Leurs idées, leurs actions, leurs visions du syndicalisme ont été évoquées. Il en ressort une volonté très forte de démarcation de l’USM. Et pour stratégie unique dans la revendication : la discussion et la collaboration.

«Transition sociale », « pluralisme syndical » et « évolution de la fédération ». Ce sont ces thèmes que la Fédération des syndicats de salariés de Monaco (F2SM) souhaitait aborder en ce début d’année. Cedrick Lanari, le secrétaire général de la Fédération vient d’être réélu pour un troisième mandat, seul prétendant à sa succession. Qu’entend la F2SM par transition sociale, leur nouveau slogan de communication ? « Il n’y avait qu’une seule fédération de syndicats sur la principauté, il n’y avait pas de pluralisme syndical. Soit on adhérait aux idées au sein de cette fédération, soit rien. Aujourd’hui, on offre le choix d’une fédération apolitique et qui permet une autonomie complète de pensée », débute Cedrick Lanari. La transition sociale proposée n’est-elle donc qu’un simple agrandissement de l’offre syndicale ? « On parle de transition, car on a l’exemple ici.
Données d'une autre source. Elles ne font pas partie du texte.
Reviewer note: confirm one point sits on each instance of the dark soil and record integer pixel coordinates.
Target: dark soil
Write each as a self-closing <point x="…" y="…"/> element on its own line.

On est tous anciens de l’Union des syndicats de Monaco (USM). L’idéologie et la façon de voir les choses nous ont poussé à nous en éloigner. Ayant une seule entité, on n’avait pas le choix, à l’époque ». « Lorsque les politiques et les courants de pensée ne correspondent plus, désormais, il y a une autre fédération », renchérit Silvano Vittorioso, secrétaire général du syndicat des cadres de la SBM et trésorier de la fédération. La transition sociale « c’est d’accompagner une société qui est en train de changer, avec un regard qui n’est pas politique », précise Hubert Dupont, du syndicat de l’encadrement du commerce (SECM) et responsable de communication de la F2SM, répondant finalement à la question de la définition de la transition sociale selon eux. « C’est le salarié d’abord », ajoute Cedrick Lanari. « La transition sociale, c’est aussi comment on peut accompagner le salarié. Ce n’est pas forcément une question d’argent, mais de bien-être au travail. Faciliter le transport, par exemple », détaille Hubert Dupont.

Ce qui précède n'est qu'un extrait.